Hi all. I got two juevenile azureus back on May 12 (3months ago). At what age are they sexually mature and can be sexed (approx)? Right now, one is slightly wider but about the same length. The smaller frog does seem to have larger toe pads but it's not a big difference from the other.


----------



## Neodoxa (Oct 12, 2006)

Can be sexed at around 10-12 months old. Here is a guide that helps to simplify things:
Josh's Frogs How-To Guides » Blog Archive » How to Visually Sex Dart Frogs


----------



## Daniel D (Aug 12, 2012)

Thank you very much


----------



## frog dude (Nov 11, 2011)

I didn't sex my azureus. I just figured it out. 

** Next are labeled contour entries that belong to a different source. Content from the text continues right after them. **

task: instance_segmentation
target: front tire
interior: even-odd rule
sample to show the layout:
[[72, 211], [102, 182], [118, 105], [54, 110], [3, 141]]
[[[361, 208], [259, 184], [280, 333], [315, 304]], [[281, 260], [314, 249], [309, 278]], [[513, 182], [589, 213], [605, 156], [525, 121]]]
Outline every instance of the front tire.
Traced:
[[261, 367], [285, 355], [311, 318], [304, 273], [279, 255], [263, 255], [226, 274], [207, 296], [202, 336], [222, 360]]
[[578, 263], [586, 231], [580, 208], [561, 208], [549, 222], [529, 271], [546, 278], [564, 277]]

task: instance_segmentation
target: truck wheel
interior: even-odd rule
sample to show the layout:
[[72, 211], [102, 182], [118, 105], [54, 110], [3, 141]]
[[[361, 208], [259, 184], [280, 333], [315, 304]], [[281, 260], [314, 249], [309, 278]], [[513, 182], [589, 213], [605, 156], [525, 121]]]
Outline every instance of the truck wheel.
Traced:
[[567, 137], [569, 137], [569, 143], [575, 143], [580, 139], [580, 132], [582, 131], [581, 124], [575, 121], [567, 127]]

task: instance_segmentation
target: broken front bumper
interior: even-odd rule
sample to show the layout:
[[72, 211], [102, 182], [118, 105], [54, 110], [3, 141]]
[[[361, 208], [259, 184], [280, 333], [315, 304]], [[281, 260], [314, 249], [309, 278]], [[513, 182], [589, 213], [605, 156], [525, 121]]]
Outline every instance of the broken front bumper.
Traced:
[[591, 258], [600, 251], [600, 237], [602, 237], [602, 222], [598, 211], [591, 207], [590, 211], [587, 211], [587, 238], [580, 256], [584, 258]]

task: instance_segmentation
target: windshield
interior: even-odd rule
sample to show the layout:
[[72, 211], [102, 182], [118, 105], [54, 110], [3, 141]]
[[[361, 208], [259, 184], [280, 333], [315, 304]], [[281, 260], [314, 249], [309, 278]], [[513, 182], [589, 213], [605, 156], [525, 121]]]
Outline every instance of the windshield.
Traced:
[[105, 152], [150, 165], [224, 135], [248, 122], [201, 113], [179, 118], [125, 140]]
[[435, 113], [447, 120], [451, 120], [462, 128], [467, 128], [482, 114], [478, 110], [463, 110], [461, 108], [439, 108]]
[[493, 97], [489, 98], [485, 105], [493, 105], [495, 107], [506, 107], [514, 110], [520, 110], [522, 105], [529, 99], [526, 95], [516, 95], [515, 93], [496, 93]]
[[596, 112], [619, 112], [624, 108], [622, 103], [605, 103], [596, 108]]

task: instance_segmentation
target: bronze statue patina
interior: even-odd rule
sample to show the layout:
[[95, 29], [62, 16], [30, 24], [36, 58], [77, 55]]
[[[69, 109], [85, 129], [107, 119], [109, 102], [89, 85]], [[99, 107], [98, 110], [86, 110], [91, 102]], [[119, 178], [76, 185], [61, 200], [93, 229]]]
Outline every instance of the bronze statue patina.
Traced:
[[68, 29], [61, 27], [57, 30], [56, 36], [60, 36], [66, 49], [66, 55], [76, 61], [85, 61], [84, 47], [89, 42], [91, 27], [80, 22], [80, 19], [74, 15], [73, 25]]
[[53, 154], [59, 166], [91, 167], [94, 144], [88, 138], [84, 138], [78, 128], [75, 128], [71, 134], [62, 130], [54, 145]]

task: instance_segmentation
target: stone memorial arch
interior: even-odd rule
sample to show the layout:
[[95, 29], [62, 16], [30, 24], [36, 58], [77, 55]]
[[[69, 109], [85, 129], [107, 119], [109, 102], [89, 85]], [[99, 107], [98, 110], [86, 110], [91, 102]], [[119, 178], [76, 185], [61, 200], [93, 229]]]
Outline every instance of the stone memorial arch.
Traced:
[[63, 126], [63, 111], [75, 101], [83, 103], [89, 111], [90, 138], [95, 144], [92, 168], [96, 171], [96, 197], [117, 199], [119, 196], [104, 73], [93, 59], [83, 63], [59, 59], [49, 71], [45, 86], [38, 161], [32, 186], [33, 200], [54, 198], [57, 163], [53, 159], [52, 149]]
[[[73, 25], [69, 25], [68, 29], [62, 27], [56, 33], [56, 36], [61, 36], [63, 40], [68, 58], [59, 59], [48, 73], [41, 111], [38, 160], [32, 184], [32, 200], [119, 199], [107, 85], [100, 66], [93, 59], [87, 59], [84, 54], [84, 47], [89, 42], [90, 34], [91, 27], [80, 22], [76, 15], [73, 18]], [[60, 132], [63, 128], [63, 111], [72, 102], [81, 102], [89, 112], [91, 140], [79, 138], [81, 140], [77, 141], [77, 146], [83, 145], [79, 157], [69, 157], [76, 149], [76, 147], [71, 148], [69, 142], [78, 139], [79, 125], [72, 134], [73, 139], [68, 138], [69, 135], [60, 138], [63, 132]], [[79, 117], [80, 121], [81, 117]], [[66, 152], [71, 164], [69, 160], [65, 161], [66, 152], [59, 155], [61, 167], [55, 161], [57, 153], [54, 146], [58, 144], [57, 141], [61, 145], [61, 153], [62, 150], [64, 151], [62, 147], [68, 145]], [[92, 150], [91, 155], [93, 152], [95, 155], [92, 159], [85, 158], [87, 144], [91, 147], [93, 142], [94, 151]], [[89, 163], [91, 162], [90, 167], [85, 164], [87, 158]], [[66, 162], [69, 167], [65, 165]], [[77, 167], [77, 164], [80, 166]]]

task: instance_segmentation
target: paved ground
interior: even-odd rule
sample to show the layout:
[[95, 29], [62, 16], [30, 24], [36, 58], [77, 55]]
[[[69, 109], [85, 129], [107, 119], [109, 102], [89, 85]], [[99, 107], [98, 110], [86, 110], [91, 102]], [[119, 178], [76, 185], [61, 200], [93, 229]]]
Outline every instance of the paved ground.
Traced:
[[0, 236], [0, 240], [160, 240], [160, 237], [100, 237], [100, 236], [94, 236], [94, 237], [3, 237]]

Here's how I would tell what ratio of frogs I have: If I saw fighting, separate immediately, and I would most-likely have two females . If nothing happens and I see both frogs calling, I would probably have two males. If they started breeding, I'd have a 1.1 pair. That's how I figured it out. They started breeding. I didn't know which one was which until I saw courting, tho.


----------



## Daniel D (Aug 12, 2012)

One other question. When you say 10-12 months....is that from tadpole or is that from when they leave the water?


----------



## frog dude (Nov 11, 2011)

usually, it's out of water.


----------



## Daniel D (Aug 12, 2012)

Thanks. I have a little ways to go, I guess.


----------



## frog dude (Nov 11, 2011)

how old are they?


----------



## Daniel D (Aug 12, 2012)

I've had them 3 months. I beleve they were 2 months out of the water before coming to me, so let's guess about 5 months


----------



## james67 (Jun 28, 2008)

12 months is normal for dendrobates sp, but it could be 18 months or more before you get a good read on the sexes. this is why many people choose to buy 4 or 5 froglets, to ensure a breeding pair, and sell off the extra sexed adults.

james


----------



## Daniel D (Aug 12, 2012)

I thought about doing that but, being new to darts, i wanted to ease into it and not get in over my head.


----------